I’m all for the idea of contentment, but look at how you are living and ask yourself whether or not you’re content with it. Be brutally honest.

There’s a universe between contentment and apathy but they feel centimeters away from each other.

I wouldn’t bash on a normal life if normal people appeared to be, even on average, remotely happy. They don’t. Are you?

Do you have to get rich to have a quality life? Nope. Do you have to build an amazing magical passion? Nope. Do you have to look like a supermodel, be famous, and have 9 million friends? Nope.

But look, you know whether or not you’re even close to objectively having a truly high-quality life by your own standards. And you’re probably not.

Why not just admit it and fix it?

Let’s take a look at how.

The Yin and Yang Approach to Happiness

It’s funny. As much as I talk about success in the worldly realm, I’ve also spent the past half-decade studying Eastern Philosophy. I meditate every day, do yoga, and have studied zen philosophy. I once legitimately considered moving to Asia and living in a cave

You indeed can be happy without doing anything. This the proper way to live your life. You shouldn’t need anything to be happy, ever. You should be able to sit alone in a room and meditate in silence — simply focused on the present moment.

In theory, a modest and humble life where you accept everything just as it is should be the default. Not being cheeky at all.Do you fully accept it though? Or are you halfway in — pretending to be content but secretly longing for more and getting mad at yourself for your inability to get it?

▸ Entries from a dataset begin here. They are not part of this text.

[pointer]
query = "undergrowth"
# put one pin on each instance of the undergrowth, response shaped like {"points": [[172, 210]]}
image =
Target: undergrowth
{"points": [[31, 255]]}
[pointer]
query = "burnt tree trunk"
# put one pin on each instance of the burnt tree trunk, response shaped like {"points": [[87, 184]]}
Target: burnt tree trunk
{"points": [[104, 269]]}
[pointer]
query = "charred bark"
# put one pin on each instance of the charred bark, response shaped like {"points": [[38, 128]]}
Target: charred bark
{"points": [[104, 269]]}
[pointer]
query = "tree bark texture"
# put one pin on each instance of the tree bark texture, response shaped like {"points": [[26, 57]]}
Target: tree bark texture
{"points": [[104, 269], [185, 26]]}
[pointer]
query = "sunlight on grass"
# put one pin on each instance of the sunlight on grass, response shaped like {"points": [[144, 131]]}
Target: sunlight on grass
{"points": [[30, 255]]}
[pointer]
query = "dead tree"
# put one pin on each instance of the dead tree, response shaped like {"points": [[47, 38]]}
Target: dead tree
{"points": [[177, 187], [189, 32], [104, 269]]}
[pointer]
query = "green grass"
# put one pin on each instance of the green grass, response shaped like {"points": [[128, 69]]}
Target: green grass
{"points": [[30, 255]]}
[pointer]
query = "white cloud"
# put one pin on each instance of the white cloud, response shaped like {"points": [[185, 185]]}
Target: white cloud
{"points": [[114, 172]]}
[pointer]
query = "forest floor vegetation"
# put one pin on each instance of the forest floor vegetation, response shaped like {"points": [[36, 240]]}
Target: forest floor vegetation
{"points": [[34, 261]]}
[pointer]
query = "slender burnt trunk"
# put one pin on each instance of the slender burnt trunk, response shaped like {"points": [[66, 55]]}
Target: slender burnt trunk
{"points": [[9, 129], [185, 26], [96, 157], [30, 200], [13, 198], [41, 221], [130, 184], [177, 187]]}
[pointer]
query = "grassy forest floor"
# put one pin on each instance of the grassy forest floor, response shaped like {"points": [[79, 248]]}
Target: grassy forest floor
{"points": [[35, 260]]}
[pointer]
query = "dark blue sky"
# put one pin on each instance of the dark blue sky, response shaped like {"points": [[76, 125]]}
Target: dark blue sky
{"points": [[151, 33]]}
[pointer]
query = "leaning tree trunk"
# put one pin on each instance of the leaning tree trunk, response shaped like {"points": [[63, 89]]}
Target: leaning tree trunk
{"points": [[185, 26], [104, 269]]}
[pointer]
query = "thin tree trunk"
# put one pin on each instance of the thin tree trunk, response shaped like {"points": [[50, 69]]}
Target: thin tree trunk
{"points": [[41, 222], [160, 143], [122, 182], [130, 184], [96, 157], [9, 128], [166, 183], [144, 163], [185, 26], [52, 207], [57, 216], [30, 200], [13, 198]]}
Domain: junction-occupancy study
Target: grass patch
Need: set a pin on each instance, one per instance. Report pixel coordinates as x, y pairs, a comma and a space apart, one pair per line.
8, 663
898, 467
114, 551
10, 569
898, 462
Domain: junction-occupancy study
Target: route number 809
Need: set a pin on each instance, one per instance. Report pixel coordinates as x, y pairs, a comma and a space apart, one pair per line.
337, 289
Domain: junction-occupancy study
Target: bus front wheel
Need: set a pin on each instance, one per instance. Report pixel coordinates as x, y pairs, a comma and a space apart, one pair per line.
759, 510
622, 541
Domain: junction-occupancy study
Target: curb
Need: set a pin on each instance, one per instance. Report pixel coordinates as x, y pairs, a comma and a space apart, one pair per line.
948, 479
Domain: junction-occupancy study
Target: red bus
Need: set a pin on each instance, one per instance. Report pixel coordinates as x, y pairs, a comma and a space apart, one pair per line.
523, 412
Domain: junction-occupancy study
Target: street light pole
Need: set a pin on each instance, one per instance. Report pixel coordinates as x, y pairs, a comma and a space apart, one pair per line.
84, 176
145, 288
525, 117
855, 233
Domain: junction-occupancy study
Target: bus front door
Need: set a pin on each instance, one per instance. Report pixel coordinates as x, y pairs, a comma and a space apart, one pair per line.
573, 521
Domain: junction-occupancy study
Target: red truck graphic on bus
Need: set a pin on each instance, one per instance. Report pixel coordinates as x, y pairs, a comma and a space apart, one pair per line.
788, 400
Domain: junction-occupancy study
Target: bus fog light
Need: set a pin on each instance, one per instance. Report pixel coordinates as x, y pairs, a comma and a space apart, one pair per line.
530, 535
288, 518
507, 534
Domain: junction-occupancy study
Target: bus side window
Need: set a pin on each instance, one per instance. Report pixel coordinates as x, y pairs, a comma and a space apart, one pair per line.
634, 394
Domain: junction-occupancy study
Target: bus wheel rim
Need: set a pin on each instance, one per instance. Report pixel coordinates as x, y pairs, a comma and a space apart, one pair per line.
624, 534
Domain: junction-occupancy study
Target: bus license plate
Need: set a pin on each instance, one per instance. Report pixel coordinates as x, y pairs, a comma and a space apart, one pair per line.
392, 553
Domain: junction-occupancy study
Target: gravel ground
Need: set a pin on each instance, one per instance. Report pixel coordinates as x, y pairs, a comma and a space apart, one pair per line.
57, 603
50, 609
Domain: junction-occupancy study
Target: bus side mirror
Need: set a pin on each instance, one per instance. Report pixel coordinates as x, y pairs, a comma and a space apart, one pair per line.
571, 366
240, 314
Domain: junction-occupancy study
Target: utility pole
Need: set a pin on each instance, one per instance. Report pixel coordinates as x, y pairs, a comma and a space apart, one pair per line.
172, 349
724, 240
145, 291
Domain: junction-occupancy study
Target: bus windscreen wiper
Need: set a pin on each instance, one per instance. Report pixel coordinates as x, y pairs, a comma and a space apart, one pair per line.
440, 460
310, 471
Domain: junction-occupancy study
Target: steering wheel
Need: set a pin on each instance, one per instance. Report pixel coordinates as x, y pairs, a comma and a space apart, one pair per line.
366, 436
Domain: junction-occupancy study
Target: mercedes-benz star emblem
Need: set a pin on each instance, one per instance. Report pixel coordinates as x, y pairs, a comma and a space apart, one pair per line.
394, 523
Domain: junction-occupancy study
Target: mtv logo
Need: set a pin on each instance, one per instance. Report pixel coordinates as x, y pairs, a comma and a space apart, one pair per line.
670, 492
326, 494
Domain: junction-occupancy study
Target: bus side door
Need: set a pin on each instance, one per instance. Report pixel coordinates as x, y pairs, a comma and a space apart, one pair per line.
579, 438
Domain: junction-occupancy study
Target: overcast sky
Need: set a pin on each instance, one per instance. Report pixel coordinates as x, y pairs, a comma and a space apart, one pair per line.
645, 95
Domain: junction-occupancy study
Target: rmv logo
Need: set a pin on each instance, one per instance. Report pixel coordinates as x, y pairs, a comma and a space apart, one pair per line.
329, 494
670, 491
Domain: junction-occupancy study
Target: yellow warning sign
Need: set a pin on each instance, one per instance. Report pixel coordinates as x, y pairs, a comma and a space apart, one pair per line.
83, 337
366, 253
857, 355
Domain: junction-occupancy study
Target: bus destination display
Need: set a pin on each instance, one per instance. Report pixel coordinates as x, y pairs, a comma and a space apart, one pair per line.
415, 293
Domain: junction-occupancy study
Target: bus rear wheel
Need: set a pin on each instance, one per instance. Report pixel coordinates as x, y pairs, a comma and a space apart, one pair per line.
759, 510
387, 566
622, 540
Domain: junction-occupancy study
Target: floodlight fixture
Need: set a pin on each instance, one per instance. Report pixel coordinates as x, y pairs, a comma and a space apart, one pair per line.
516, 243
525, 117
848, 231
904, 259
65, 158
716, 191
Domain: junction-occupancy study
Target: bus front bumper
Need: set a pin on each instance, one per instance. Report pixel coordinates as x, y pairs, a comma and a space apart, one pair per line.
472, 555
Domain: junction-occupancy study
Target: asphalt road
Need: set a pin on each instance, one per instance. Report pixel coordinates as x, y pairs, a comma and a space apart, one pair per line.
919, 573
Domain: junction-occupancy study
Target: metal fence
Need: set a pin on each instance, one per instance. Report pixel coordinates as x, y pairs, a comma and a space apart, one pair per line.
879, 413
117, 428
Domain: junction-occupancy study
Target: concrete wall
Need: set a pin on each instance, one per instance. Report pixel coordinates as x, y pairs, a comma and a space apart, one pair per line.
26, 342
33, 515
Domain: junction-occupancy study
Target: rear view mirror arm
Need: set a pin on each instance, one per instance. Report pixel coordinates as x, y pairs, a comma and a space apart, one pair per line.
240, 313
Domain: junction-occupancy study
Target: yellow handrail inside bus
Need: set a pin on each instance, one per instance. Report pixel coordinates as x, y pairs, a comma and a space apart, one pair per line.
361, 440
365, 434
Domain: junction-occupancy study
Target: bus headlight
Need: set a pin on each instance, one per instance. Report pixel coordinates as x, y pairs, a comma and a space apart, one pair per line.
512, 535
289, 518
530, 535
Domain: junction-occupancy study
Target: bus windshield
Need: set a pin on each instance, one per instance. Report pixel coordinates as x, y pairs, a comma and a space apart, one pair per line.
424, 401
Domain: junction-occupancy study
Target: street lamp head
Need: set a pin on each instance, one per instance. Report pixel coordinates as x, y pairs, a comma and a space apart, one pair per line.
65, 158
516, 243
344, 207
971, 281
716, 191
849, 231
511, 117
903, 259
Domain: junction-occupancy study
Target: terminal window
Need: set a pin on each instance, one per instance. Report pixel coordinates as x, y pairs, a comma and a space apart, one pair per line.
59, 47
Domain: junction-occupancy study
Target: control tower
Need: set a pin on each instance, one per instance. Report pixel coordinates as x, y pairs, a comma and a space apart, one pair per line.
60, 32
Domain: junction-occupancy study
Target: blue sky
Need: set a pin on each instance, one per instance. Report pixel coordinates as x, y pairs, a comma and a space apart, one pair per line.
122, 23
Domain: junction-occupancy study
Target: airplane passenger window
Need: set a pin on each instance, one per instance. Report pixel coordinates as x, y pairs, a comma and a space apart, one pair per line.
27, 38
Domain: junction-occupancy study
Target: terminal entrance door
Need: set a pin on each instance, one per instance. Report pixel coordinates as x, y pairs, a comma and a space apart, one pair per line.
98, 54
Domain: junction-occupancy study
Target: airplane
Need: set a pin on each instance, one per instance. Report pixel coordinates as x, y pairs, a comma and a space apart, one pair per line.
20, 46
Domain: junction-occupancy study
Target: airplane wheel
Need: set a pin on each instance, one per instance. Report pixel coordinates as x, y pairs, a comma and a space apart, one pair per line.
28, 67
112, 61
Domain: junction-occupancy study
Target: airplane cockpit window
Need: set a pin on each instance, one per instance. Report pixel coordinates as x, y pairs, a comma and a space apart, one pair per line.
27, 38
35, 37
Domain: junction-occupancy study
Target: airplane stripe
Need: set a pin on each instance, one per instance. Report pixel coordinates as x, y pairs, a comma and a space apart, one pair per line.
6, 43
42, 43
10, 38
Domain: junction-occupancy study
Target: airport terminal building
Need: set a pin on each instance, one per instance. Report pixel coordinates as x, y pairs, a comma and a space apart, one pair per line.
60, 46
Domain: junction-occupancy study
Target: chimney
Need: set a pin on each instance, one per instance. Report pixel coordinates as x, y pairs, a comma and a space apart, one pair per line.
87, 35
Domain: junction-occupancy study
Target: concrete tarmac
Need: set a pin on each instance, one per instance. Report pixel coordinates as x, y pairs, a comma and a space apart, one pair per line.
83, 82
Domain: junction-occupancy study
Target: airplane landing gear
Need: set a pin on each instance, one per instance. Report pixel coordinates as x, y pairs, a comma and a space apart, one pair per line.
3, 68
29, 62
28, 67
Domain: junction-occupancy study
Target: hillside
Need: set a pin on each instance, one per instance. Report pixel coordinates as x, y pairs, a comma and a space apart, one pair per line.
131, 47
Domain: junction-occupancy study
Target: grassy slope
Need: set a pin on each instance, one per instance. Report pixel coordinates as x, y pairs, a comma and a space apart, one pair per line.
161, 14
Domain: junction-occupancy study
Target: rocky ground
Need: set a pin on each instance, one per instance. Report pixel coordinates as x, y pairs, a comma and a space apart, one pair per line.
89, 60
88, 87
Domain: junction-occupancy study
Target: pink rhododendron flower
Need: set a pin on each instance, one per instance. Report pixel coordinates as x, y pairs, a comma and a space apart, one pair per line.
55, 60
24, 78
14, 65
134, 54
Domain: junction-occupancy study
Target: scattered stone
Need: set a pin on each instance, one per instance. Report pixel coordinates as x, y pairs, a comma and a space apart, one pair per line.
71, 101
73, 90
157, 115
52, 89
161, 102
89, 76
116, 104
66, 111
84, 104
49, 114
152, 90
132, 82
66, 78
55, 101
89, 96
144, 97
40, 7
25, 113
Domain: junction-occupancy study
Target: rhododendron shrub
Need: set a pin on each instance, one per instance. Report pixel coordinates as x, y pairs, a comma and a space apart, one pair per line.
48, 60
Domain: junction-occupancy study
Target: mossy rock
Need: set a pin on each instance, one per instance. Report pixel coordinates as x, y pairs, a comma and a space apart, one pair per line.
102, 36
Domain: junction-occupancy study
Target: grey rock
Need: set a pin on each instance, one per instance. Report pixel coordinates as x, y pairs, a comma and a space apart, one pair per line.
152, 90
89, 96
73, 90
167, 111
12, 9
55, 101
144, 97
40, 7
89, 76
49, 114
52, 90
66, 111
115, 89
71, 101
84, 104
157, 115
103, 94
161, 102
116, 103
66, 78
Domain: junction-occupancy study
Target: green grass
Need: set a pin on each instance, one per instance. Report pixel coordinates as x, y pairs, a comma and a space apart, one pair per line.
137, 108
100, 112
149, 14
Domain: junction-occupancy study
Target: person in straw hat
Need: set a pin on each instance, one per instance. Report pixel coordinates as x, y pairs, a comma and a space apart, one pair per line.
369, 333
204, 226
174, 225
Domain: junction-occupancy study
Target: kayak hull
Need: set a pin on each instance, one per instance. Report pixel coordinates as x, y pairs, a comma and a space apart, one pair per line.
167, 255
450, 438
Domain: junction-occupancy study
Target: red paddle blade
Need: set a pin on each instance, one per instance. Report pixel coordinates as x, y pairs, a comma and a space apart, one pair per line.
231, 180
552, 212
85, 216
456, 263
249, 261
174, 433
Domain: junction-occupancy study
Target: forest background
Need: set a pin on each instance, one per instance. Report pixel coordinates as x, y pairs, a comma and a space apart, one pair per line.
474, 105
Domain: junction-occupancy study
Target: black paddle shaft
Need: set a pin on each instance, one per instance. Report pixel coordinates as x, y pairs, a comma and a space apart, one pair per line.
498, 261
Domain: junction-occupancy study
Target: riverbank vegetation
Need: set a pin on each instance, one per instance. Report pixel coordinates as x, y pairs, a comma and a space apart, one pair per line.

Desire is suffering. Once you become successful in a certain area, you get used to it and want more. Like the King in the story of the beggar’s bowl, you can come to realize that desire has an insatiable hunger.

I look at contentment as a delicate balance.

On the one hand, worldly possessions are worthless, money is worthless, status is ultimately worthless because you’ll die. But these results tend to come as a byproduct of doing something useful for the world.

Also, these resources give you the logistics to focus on happiness. You make money so you don’t have to think about money anymore. I can take off a month of my life to contemplate how happy I am — many, many months. Can you?

Work hard to achieve your goals yet simultaneously don’t take life all that seriously.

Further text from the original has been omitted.